Mexico began flying and busing members of the caravan back to Honduras on Tuesday.
Seven more buses left Mexico for Honduras on Wednesday, carrying 240 migrants back home, and two flights left with an additional 220 Hondurans, Mexico’s National Immigration Institute said. By Wednesday, the number of people outside the Casa del Migrante in Tecun Uman was perhaps half of what it was at its peak Sunday night.
In previous caravans, Mexican authorities have allowed caravans to walk for awhile, seemingly to tire them out, and then closed their path.
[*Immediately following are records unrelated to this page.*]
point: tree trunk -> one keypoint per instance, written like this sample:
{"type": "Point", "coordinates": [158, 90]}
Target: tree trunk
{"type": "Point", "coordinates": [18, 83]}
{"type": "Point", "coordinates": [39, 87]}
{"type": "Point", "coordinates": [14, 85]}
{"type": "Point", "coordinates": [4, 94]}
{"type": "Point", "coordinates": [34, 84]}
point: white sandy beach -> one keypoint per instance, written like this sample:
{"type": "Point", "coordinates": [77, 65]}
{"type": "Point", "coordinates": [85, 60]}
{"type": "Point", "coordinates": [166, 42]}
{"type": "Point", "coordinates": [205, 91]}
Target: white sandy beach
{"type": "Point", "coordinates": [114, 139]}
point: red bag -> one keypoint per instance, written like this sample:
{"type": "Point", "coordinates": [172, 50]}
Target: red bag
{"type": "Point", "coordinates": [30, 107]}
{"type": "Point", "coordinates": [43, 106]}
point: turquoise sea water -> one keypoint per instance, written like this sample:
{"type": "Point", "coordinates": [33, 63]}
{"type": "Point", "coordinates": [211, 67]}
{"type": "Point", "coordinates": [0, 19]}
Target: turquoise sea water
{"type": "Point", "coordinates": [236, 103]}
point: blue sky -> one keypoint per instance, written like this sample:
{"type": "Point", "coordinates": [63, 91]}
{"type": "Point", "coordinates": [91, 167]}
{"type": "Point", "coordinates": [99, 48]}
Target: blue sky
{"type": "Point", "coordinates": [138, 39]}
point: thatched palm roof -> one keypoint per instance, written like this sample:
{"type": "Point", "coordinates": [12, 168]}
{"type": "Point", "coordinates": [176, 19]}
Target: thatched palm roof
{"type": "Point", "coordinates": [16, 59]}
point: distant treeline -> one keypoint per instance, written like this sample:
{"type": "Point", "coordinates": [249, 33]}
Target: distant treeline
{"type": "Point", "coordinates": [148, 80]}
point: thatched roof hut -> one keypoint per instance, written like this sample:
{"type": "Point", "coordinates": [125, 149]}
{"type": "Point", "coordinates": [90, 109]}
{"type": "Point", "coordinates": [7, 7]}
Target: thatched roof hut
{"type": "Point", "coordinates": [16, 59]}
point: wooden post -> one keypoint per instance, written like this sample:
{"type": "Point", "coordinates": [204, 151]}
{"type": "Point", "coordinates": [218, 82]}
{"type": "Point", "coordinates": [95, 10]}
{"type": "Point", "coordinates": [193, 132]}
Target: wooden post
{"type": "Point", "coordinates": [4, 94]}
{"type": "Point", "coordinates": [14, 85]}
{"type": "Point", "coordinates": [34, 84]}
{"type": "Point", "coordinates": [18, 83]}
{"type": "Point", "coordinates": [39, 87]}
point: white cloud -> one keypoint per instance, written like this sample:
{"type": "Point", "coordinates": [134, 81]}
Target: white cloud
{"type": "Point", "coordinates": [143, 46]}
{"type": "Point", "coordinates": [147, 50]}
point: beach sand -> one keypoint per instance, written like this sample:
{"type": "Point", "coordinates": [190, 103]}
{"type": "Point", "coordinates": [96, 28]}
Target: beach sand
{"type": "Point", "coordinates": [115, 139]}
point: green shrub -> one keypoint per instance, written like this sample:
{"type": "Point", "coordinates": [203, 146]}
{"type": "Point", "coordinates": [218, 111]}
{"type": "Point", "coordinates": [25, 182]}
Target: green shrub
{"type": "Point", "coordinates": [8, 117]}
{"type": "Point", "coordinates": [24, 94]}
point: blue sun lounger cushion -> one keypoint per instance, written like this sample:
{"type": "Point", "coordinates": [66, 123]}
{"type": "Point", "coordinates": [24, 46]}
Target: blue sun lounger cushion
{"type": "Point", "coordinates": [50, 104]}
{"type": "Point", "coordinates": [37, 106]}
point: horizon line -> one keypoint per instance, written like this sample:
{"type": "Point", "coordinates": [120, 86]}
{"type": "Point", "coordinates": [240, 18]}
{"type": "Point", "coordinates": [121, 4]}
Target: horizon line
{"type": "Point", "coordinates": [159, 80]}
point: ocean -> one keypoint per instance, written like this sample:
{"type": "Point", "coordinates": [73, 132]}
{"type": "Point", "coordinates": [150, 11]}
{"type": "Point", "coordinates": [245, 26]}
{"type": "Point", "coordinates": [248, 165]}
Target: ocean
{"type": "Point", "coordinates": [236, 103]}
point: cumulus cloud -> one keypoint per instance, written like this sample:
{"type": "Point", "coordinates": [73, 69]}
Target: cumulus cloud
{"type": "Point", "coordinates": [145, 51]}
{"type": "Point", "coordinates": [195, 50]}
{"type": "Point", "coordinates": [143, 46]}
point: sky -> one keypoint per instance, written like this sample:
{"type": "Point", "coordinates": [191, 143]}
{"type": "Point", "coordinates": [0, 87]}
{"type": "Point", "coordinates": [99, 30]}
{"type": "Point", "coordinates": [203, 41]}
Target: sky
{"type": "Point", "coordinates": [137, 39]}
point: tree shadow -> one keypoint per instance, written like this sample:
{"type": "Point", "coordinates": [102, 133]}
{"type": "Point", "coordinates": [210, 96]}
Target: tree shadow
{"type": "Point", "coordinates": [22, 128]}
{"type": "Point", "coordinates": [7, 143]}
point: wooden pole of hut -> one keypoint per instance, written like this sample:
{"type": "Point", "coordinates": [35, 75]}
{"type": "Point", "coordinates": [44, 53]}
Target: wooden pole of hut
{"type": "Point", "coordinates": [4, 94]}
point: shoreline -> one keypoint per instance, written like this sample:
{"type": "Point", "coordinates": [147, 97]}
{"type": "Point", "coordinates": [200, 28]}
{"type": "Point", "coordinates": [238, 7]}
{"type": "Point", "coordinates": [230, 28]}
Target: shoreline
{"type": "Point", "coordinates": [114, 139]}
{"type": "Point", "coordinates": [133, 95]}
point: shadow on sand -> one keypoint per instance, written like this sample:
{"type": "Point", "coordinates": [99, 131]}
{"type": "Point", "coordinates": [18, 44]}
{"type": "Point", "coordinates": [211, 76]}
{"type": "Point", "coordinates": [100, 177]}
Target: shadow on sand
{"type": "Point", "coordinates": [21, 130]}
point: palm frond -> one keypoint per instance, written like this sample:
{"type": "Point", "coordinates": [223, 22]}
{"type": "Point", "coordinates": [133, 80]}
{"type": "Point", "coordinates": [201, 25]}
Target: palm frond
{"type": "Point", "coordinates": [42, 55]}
While the migrants have been receiving steady local media coverage since they arrived at the border, they have not surpassed topics of security, economy or corruption in the public agenda.
On Thursday, a multi-day march for truth, justice and peace departed the central Mexico city of Cuernavaca bound for the capital.
Meanwhile, Mexican President Andrés Manuel López Obrador’s two-hour daily press conference was dominated by questions about the supply of cancer drugs as parents of children with cancer protested outside the national palace.
He has faced some criticism from the left for the more aggressive response to migrants, but seemingly not enough to blunt his high popularity.